Negli anni in cui Since I Left You ha raggiunto l'età legale per guidare, la speranza per un seguito è continuata mentre mix, set dal vivo e informazioni incoraggianti dall'etichetta in difficoltà degli Avalanches sono emerse. Ma gli Avalanches hanno subito battute d'arresto. Quando è uscito Wildflower, erano rimasti solo due membri originali degli Avalanches—Robbie Chater e Tony Di Blasi. Ma dopotutto, quanto del tuo gruppo Y2K è ancora intatto? La band ha anche dovuto affrontare una vena perfezionista e un metodo arduo per liberare i campioni, ma chi altro ha ancora quel tipo di impegno per l'arte? Chiaramente la band aveva bisogno di tempo, dentro e fuori, per finire Wildflower, ma il ciclo di notizie incessante riguardante l'album e i primi rapporti dalla band che il disco è "così dannatamente festoso che morirai" ha essenzialmente democratizzato il periodo di attesa per molti fan. Ora che Wildflower è finalmente reale, può sopravvivere nel mondo costruito attorno al suo arrivo tanto atteso?

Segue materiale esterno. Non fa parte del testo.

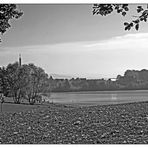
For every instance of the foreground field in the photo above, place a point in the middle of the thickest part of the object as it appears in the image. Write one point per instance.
(55, 124)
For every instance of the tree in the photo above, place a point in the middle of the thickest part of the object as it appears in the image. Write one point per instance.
(7, 13)
(37, 82)
(106, 9)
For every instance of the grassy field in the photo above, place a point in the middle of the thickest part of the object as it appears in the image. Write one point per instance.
(67, 124)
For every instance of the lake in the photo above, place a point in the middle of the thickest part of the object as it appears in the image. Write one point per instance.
(100, 97)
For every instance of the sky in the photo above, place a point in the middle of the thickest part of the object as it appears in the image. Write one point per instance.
(67, 39)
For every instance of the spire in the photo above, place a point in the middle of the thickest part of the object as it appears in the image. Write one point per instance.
(20, 60)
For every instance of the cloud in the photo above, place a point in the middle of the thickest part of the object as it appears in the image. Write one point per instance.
(128, 41)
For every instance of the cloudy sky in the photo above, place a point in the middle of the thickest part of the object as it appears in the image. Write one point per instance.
(69, 40)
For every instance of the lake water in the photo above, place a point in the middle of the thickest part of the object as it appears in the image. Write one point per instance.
(100, 97)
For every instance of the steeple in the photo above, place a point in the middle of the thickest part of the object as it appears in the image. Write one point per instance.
(20, 60)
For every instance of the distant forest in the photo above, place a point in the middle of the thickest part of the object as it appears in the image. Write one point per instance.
(132, 80)
(29, 81)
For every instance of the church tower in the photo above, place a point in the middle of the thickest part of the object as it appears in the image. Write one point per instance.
(20, 60)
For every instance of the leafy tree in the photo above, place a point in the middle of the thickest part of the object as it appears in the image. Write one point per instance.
(37, 82)
(7, 13)
(106, 9)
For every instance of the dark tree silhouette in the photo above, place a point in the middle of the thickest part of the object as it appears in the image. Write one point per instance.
(7, 13)
(105, 9)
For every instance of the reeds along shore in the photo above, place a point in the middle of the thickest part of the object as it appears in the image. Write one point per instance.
(55, 124)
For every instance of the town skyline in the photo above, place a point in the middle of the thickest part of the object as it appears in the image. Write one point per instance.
(69, 40)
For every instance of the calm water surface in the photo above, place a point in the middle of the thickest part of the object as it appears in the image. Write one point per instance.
(100, 97)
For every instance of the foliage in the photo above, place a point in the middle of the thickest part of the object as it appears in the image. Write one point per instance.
(105, 9)
(23, 82)
(7, 13)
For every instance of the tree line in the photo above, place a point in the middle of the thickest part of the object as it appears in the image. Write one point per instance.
(30, 82)
(131, 80)
(23, 82)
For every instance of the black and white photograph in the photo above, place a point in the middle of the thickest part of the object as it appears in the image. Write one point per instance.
(73, 73)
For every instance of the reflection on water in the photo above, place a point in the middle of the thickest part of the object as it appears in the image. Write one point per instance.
(100, 97)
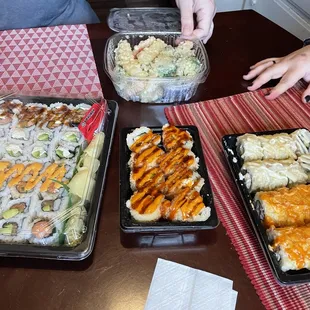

La risposta breve è sì, naturalmente, sì, è un vero disco degli Avalanches. È stracolmo di campioni e felicità facile e malinconia nostalgica. Fin dal primo momento, Wildflower colpisce un picco simile alla traccia di apertura dell'album Since I Left You. "Because I’m Me" riordina un campione vocale penetrante da Six Boys in Trouble sopra un loop gioviale estratto da "Want Ads" dei Honey Cone e introduce un vivace verso da Camp Lo. Ma a differenza di Since I Left You, che aspettava fino a quasi a metà per far cadere il brusco "Frontier Psychiatry," Wildflower lancia giù quasi subito il festoso "Frankie Sinatra". È una canzone sfacciata che è leggermente distraente grazie in parte a Danny Brown che è semplicemente se stesso ma anche una canzone che non sembra ricevere abbastanza credito per l'attacco di un verso di MF DOOM a un singolo principale e poi permettendo a quel singolo principale di svanire sognante in un Sound of Music coda.

"Subways" e "Going Home" riescono a ricreare la sensazione delle radio tra le stazioni che gli Avalanches hanno perfezionato e "If I Was a Folkstar" si adatta naturalmente attorno alla delicata voce del capo Toro y Moi, Chaz Bundick. "The Noisy Eater" sarebbe al limite dell'assurdo se sentire Biz Markie rapire sui cereali non sembrasse qualcosa che non sapevi di non avere nella tua vita. Ma il campione di un coro di bambini che canta "Come Together" durante il ritornello—considerando il fatto ben riportato che Paul McCartney l'ha personalmente approvato—sembra più un dimostrare muscoli di nuova licenza musicale piuttosto che un'aggiunta importante o un'impressionante approvazione.

Contributori come Ariel Pink e Father John Misty sono stati menzionati molte volte nel ciclo di stampa che precede l'uscita di Wildflower ma poiché le loro influenze possono essere difficili da individuare, è in gran parte inutile spendere energie cercandole. Gli Avalanches riescono a far spiccare contribuire come Jennifer Herrema dei Royal Trux nella traccia "Stepkids" ma sono momenti come "Sunshine", che condividono la stessa estetica costruita da pezzi dimenticati dell'esordio della band, quando Wildflower funziona meglio. Anche gli Avalanches ammetterebbero che l'obiettivo della loro musica non è quello di tracciare associazioni con amici famosi, ma di connettere l'ascoltatore con sentimenti felici, tristi e a metà senza mai causare nulla di simile a un disagio.

Qualcosa di così leggero e piacevole come Wildflower semplicemente non è fatto per sostenere il peso di 16 anni di aspettative. È come chiedere a Grover di rispondere per Sesame Street che va dietro a un paywall. Un approccio migliore per ascoltare l'album sarebbe quello di fingere che il decennio più di attesa non sia mai accaduto e immaginare che il secondo LP degli Avalanches sia atterrato sulla terra puro e spensierato come il loro primo.